I love short stories! Anthologies are particularly good because you’re always bound to find something you enjoy. I love Oscar Wilde’s short stories, although Wilkie Collins and MR James wrote some real zingers. I think the beauty of a short story is its compact nature – there’s no room for diversions, or irrelevant flights of fancy. You have to ditch what’s unnecessary and focus solely on the story. I think that’s why I enjoy Stephen King’s short stories more than his novels – I sometimes feel his books lag a bit in the middle, but his stories don’t have the same problem.
For those who submitted new stories: (without giving your story away!) What did you find interesting about writing a story for an anthology with the suspended in dusk title/theme? Was there anything in particular that you wanted to write about or explore?
I’d already written the story but given its setting in the twilight streets of Victorian London I thought it fitted in well with the concept of dusk, and a suspension of time, particularly given the timeless nature of my particular ‘monster’.
What has been the highlight of your writing career so far?
Getting published for the first time was naturally a high but I’d say getting a review which favourably compared me to JK Rowling is probably at the top of the list!
Do you have any outstanding writing goals you’re working to achieve? (sale to a particular market or publication/book deal/award/NaNoWriMo/etc) 
I’d really love to finish editing my YA novel and place it with an agent with a view to trying the traditional publishing route. I love working with independent presses and I like the ‘family feel’ you have with the editors and other authors, but for that particular novel, I’d love to see it on shelves in bookshops or available in train stations and airports.

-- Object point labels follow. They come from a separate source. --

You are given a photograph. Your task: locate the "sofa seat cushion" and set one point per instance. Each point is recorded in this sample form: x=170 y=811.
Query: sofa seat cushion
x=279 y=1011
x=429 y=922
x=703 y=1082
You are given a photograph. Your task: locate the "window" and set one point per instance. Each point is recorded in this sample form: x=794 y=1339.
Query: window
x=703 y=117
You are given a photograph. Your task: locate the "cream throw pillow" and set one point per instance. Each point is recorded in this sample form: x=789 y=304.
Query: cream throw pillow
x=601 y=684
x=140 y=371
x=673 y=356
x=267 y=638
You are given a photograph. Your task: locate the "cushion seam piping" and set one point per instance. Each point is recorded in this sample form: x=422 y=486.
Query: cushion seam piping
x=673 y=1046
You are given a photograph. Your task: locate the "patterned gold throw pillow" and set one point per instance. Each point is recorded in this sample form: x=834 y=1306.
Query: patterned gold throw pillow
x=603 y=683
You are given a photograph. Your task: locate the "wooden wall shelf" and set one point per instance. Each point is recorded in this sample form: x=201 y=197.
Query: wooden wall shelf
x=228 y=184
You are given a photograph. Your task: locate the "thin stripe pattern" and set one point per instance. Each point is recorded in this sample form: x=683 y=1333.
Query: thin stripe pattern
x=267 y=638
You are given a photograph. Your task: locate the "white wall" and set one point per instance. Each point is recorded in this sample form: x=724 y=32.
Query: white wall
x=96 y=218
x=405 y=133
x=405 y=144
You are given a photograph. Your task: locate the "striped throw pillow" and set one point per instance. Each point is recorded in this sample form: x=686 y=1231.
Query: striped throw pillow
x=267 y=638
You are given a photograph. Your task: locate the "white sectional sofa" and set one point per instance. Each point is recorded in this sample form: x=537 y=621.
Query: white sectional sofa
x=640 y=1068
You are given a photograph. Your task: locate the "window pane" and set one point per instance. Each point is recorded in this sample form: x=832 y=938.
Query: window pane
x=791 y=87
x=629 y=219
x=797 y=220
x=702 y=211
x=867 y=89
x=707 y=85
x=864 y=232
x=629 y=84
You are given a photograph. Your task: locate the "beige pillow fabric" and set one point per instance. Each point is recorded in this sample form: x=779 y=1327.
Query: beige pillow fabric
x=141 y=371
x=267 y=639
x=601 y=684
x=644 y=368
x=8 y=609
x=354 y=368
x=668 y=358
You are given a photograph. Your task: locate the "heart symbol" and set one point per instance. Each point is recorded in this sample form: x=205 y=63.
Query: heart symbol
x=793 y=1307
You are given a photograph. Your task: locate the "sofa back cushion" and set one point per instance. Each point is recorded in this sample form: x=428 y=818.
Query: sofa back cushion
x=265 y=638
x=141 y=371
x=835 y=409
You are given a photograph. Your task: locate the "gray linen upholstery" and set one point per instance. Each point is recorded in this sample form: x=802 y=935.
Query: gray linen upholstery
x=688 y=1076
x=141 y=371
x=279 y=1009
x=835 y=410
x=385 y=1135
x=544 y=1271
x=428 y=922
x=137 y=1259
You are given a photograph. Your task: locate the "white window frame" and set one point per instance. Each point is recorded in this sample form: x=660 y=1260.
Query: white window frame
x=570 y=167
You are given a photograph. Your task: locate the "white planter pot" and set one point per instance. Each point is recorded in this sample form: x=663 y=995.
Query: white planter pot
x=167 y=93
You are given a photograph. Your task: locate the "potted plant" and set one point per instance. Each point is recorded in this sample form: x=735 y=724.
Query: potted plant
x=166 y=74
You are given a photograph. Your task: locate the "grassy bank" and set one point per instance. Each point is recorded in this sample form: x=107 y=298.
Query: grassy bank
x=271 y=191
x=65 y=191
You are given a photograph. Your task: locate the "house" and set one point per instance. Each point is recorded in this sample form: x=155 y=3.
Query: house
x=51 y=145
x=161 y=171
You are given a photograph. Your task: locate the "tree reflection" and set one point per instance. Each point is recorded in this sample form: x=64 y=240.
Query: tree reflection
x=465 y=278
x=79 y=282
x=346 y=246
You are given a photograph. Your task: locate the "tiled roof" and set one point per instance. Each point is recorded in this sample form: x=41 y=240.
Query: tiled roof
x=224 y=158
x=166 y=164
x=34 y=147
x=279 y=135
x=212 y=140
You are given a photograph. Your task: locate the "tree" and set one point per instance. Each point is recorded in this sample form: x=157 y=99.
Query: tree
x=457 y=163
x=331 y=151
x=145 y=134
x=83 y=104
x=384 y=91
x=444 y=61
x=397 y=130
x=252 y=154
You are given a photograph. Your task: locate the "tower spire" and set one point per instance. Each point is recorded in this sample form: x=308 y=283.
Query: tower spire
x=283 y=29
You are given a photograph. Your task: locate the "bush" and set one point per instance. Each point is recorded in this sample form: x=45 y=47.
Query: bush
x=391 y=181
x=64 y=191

Do you have any interesting projects on the horizon that you’d like to share some info with us about? 
I’m currently working on the sequel to my most recent novella, The Necromancer’s Apprentice. This one will be wider in scope and further explore the world that I built, as well as delving into the background of Necromancer‘s villain, Eufame.
What advice do you have for new or aspiring writers? 
Some writers think they can learn by doing, and while you do learn a lot from the actual process of writing, it’ll drastically cut your learning curve if you read blogs and books about writing, study novels that work, and treat writing like a craft as much as an art form.